Pour the brine over the sliced vegetables and mix well with your hands, until all the vegetables are coated with brine.
Place cabbage and kale into the clean glass jars and pack down tightly with your hands or a large spoon until brine goes over the vegetables. Be sure to leave at least 2 inches of space at the top of each jar to allow the cabbage to expand.
Fold cabbage leaves and place on top of the fermented vegetables in the jar, pushing down on leaves to cover with brine. Repeat this for the second jar. By doing this extra step you will help keep your fermented vegetables under the brine. You can also add a small clean glass that fits inside of the canning jar on top of cabbage to weigh it down. Make sure you have at least 1 or 2 inches of brine over the top of the fermented vegetables and folded cabbage leaves.
Place jars of vegetables inside a dark cardboard to protect from light. Let vegetables ferment at room temperature for 5-7 days.
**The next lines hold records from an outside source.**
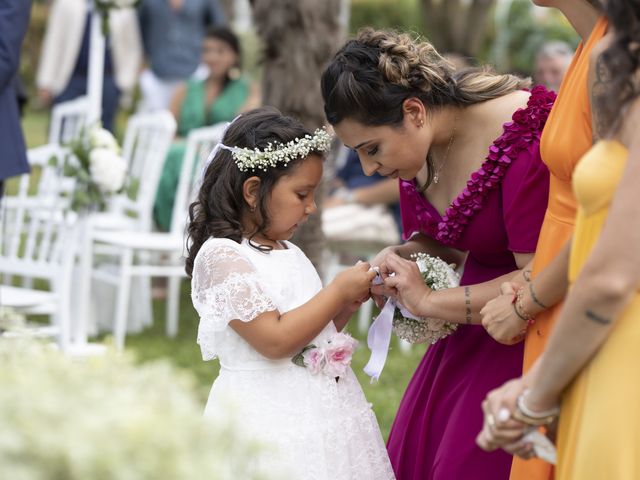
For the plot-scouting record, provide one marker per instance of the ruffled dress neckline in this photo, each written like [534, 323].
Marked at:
[518, 134]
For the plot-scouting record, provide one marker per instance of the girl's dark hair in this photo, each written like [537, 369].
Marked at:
[621, 60]
[370, 77]
[220, 206]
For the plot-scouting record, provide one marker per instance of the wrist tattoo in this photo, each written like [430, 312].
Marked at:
[593, 316]
[467, 304]
[535, 299]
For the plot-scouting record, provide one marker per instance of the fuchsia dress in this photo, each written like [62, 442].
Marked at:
[500, 212]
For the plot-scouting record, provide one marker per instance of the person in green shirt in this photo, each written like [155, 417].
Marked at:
[198, 103]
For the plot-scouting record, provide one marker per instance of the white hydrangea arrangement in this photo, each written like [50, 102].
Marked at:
[247, 159]
[97, 167]
[437, 275]
[105, 7]
[104, 418]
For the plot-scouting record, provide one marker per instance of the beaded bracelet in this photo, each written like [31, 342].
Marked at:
[528, 416]
[518, 307]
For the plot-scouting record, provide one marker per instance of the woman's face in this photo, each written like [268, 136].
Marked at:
[390, 151]
[218, 56]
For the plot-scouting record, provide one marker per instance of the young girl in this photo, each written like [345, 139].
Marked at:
[262, 306]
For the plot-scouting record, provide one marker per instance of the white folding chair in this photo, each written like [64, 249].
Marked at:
[38, 240]
[157, 254]
[147, 141]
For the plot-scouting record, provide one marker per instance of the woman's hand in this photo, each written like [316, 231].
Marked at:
[406, 283]
[500, 430]
[499, 317]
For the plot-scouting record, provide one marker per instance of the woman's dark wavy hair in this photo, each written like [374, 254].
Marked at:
[621, 60]
[220, 206]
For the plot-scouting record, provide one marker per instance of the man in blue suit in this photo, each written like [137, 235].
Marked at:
[14, 19]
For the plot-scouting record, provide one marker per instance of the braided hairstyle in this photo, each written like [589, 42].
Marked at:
[621, 60]
[220, 205]
[370, 77]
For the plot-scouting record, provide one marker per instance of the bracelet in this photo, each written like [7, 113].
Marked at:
[535, 299]
[518, 307]
[528, 416]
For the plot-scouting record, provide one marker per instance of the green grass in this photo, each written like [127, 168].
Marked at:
[184, 353]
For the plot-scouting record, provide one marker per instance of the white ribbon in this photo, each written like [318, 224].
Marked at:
[379, 335]
[218, 147]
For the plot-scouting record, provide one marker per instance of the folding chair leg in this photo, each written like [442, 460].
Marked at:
[173, 303]
[122, 301]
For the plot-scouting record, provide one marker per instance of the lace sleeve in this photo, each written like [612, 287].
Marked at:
[225, 286]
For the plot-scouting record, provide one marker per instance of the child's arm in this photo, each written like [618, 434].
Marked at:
[276, 335]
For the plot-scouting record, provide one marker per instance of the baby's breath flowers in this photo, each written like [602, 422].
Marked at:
[437, 275]
[255, 159]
Taste a small portion after 4 days during the summer months and 5-6 days in the cooler months to see if you like the flavour. If you do like the taste, remove the top cabbage leaves and place fermented vegetables in the refrigerator. The longer you ferment the vegetables, the more tangy and sour they get. Once done fermenting, place vegetables in the refrigerator for up to 6-8 months.
Each time you remove fermented vegetables to eat, make sure you push the remaining vegetables under the brine to protect it.